祖母の葬儀のため、久しぶりに帰省した「おれ」は、かつての同級生の結婚式に出席した。同じテーブルになった5人は皆小学校時代の同級生。飲みなおすことになり、思い出を語り合い始めたが、やがて30年前に起こった担任教師の殺害事件が浮かび上がる…。

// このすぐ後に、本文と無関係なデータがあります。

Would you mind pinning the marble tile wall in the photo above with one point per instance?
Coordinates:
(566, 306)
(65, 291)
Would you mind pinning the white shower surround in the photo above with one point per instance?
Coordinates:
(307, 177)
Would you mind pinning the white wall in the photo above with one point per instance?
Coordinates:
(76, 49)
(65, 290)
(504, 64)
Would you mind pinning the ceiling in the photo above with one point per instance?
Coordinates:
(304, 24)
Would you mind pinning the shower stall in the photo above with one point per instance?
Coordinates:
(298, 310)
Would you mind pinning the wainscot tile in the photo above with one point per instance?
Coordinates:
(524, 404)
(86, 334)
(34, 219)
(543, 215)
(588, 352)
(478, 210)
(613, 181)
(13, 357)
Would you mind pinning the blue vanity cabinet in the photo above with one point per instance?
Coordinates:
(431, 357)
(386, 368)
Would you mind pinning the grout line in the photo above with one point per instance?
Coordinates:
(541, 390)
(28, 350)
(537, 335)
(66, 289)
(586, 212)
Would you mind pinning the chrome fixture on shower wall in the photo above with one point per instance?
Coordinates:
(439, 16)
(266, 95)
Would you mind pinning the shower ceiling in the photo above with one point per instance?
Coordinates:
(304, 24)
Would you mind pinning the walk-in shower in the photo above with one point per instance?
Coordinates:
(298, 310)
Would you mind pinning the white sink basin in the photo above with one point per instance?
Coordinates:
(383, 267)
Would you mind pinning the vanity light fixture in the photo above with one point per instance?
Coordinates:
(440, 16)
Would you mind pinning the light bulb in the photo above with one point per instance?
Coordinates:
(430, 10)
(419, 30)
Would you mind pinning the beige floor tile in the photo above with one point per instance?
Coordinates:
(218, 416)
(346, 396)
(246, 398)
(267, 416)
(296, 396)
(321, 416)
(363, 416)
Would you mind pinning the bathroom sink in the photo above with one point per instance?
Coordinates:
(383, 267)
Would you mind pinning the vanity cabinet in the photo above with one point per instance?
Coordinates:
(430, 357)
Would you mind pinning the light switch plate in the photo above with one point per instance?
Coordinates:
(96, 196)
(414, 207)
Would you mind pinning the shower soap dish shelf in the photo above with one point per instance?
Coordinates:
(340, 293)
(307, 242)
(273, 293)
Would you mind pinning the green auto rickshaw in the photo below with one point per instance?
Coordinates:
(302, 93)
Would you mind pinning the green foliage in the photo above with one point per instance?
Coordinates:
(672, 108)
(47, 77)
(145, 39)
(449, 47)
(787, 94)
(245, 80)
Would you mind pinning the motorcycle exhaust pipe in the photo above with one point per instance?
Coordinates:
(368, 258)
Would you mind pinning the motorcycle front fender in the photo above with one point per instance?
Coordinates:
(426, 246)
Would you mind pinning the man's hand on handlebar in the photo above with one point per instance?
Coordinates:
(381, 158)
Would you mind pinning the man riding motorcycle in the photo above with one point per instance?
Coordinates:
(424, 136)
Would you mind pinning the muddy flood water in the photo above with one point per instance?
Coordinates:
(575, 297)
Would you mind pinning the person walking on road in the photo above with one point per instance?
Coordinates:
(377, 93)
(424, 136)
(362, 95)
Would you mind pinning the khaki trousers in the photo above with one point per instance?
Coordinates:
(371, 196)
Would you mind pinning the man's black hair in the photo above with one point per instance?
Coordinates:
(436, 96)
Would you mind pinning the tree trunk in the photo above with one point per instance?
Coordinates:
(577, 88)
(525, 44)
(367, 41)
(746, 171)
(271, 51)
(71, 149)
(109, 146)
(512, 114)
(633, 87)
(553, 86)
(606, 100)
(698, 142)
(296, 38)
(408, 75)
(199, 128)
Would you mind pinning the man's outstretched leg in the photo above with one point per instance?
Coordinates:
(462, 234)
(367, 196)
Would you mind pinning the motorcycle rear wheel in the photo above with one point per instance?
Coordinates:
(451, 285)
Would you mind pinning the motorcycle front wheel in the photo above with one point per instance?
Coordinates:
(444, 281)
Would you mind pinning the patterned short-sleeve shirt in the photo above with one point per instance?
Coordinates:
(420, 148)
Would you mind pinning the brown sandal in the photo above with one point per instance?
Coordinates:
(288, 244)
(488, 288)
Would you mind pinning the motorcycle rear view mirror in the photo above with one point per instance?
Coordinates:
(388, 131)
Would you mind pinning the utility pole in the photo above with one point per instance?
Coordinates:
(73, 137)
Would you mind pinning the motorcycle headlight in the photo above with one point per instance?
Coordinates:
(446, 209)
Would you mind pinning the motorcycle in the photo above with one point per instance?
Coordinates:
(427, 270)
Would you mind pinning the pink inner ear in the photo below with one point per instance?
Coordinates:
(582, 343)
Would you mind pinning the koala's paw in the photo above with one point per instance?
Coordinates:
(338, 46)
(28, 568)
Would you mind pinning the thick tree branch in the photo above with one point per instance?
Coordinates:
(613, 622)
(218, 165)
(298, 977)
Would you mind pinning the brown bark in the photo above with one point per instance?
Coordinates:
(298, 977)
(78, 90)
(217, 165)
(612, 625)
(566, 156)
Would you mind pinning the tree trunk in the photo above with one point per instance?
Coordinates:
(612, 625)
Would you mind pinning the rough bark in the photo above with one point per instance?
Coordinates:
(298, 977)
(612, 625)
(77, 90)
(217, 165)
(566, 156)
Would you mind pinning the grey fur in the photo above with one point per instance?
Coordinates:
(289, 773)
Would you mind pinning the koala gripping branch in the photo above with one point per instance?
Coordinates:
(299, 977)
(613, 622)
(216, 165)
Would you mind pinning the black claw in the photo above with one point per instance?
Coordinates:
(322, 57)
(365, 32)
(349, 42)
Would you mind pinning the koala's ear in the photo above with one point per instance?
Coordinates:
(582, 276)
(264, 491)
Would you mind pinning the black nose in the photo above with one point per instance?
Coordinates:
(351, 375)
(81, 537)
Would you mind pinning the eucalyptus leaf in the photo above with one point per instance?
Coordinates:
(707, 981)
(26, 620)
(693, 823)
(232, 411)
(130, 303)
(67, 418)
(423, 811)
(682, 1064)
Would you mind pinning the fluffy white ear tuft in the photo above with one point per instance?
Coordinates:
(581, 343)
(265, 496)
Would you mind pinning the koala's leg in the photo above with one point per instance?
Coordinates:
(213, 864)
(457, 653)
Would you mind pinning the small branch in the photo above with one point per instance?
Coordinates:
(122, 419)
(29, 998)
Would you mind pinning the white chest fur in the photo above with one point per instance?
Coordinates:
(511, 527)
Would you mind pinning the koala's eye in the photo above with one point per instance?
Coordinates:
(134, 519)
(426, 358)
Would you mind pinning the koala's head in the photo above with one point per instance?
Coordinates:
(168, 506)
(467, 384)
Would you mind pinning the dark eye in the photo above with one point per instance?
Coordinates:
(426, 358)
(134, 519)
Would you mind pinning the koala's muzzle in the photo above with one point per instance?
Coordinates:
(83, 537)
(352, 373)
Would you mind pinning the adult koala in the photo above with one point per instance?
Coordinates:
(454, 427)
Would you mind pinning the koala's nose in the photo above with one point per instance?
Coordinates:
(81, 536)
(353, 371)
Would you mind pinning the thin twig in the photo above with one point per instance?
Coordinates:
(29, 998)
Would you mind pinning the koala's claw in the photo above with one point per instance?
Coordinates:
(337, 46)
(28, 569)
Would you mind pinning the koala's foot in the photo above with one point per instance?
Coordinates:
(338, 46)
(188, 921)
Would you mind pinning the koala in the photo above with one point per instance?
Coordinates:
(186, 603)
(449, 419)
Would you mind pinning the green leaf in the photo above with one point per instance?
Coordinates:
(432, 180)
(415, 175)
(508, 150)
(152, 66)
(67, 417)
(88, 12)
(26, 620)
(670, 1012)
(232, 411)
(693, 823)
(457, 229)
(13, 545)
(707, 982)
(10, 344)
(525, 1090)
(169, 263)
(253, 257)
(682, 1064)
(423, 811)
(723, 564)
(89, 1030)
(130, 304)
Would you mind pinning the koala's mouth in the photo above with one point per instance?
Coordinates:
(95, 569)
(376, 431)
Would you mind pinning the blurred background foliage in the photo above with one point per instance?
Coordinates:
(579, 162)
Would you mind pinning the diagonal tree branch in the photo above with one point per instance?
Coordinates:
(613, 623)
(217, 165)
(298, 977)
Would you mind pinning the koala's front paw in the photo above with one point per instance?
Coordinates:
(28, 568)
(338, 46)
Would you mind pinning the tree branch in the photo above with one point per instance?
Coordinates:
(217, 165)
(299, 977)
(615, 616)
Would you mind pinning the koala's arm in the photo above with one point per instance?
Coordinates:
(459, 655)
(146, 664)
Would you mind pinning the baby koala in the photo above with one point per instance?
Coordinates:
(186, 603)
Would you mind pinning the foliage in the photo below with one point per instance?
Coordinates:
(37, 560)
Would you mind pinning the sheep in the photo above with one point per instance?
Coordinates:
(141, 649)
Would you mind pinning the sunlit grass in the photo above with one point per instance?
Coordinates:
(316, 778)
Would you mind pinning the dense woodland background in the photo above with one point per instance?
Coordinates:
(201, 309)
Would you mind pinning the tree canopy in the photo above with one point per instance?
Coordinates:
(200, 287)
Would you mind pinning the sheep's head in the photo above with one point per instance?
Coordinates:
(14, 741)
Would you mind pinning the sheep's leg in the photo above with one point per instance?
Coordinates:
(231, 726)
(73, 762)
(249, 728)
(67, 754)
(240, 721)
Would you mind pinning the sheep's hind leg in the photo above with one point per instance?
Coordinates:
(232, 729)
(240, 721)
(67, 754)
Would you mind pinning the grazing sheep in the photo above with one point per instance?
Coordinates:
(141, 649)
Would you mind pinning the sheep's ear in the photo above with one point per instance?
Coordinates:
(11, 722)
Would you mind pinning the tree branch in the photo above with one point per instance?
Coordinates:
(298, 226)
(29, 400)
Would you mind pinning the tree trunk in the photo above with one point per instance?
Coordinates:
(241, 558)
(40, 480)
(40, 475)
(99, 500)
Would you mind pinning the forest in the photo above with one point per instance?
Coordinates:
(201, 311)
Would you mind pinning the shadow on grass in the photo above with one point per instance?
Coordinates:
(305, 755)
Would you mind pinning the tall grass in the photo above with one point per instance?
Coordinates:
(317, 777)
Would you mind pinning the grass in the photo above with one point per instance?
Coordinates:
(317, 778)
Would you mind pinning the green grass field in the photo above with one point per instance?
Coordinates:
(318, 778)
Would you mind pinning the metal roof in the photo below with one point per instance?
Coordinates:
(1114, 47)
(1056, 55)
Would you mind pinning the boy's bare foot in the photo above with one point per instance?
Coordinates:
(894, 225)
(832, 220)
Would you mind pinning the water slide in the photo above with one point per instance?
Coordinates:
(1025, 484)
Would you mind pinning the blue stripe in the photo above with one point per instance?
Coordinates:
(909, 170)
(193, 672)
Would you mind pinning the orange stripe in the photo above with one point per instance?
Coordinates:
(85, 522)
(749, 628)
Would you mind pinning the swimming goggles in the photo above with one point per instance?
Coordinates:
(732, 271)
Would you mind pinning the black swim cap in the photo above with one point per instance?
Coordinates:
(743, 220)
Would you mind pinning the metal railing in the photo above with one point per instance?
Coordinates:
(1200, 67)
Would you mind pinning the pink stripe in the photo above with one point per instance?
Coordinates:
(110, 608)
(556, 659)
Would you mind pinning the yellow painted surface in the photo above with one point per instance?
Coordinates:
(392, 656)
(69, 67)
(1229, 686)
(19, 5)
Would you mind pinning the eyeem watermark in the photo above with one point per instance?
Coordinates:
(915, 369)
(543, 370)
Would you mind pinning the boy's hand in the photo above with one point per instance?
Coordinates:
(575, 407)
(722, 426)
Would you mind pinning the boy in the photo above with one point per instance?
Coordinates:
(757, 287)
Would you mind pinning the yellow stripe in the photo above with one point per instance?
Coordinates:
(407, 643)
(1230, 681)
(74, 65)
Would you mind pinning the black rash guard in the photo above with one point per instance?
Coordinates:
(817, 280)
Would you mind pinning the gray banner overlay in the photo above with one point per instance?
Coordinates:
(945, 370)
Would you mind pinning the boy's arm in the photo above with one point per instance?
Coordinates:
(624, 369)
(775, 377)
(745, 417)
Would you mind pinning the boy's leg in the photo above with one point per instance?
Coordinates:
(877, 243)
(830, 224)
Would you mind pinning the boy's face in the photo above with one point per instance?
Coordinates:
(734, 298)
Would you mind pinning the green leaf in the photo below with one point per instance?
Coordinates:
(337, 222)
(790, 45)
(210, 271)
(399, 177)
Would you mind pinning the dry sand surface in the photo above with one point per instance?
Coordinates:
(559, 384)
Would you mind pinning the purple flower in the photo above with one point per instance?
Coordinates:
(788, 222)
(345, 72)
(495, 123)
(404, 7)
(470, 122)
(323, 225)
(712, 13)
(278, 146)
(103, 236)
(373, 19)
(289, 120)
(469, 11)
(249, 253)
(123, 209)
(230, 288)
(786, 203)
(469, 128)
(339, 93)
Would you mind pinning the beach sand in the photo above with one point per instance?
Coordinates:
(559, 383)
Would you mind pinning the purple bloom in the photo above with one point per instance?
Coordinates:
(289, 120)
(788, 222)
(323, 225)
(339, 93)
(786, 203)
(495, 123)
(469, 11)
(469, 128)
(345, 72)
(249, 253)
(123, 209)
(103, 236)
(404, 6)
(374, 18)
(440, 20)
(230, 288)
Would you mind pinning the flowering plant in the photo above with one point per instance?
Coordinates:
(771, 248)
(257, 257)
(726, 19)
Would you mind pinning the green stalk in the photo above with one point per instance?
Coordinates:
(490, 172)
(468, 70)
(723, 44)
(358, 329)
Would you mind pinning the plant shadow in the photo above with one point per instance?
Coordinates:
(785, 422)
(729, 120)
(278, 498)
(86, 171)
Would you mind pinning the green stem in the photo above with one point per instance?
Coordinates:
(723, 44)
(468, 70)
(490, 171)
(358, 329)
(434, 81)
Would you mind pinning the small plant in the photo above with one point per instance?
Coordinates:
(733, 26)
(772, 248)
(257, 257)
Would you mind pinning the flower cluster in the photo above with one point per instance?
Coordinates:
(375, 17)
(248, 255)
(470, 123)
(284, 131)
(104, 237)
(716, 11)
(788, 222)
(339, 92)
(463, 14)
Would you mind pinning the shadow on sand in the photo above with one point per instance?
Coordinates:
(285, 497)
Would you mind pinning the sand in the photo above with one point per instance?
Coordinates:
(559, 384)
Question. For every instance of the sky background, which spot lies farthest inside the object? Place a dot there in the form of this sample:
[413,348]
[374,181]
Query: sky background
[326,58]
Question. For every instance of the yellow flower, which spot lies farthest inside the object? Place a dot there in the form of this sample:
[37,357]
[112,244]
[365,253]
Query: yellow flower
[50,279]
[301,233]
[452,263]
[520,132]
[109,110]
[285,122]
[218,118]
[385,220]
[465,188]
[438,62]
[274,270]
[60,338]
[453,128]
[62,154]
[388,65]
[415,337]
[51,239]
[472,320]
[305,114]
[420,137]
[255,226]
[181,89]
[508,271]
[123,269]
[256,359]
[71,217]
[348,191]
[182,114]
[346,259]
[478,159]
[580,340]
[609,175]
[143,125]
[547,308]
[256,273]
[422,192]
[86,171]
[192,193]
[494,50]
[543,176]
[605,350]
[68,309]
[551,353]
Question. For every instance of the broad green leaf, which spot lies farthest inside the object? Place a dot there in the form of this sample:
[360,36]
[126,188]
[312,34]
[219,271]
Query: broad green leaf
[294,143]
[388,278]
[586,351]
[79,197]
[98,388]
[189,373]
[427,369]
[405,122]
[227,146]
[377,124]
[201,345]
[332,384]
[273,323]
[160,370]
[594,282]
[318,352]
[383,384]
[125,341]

女性教諭は、いつどこで殺されたのか?各人が辿る記憶とともに、恐るべき真実が明らかになっていく。



西澤ミステリではお馴染みの、忘れた記憶を探る系ミステリ。
終始一貫して、記憶というものがいかに曖昧で不安定なものであるかがテーマ。
同窓会で再開した男女5人は担任の先生について語り始めるが、
そもそも先生の生死すらあやふや。
記憶とは真実のデータベースではなく、
人の都合に合わせていかに簡単に改ざんされるか、興味深く読みました。

同作家さんのタックシリーズでは一晩中同じメンツでビールを飲み続けて
読んでいるだけでげんなりした作品もあったのですが、
こちらは人も場所も入れ替わりながらの展開なので、飽きずに読めました。

それにしても、先生のヒステリーが酷すぎて、
更年期障害だったじゃ済まされないレベル。
時効を迎えた殺人事件なので、真相を思い出しても犯人に社会的制裁はなく、
ちょっとモヤモヤするけど、こういうのも嫌いではない。

ただし、難読名が多い西澤作品の中でもこちらは飛び抜けて難読。
苗字がスムーズに読めず、何度も登場シーンまで戻るはめになりました。
珍名はいいけど、覚えられる名前にしてほしいです^^;

あと、タイトルがちょっと微妙かなと。
実際に読んでから10ヶ月経ったせいもありますが、
題名だけ見てもどんな作品だったかさっぱり思い出せませんでした^^;

なんだかんだ書きましたが、
謎が魅力的で、妄想をこねくりまわすのが面白く、
定期的に読みたくなるのが西澤作品。
そろそろまた何か読んでみよう。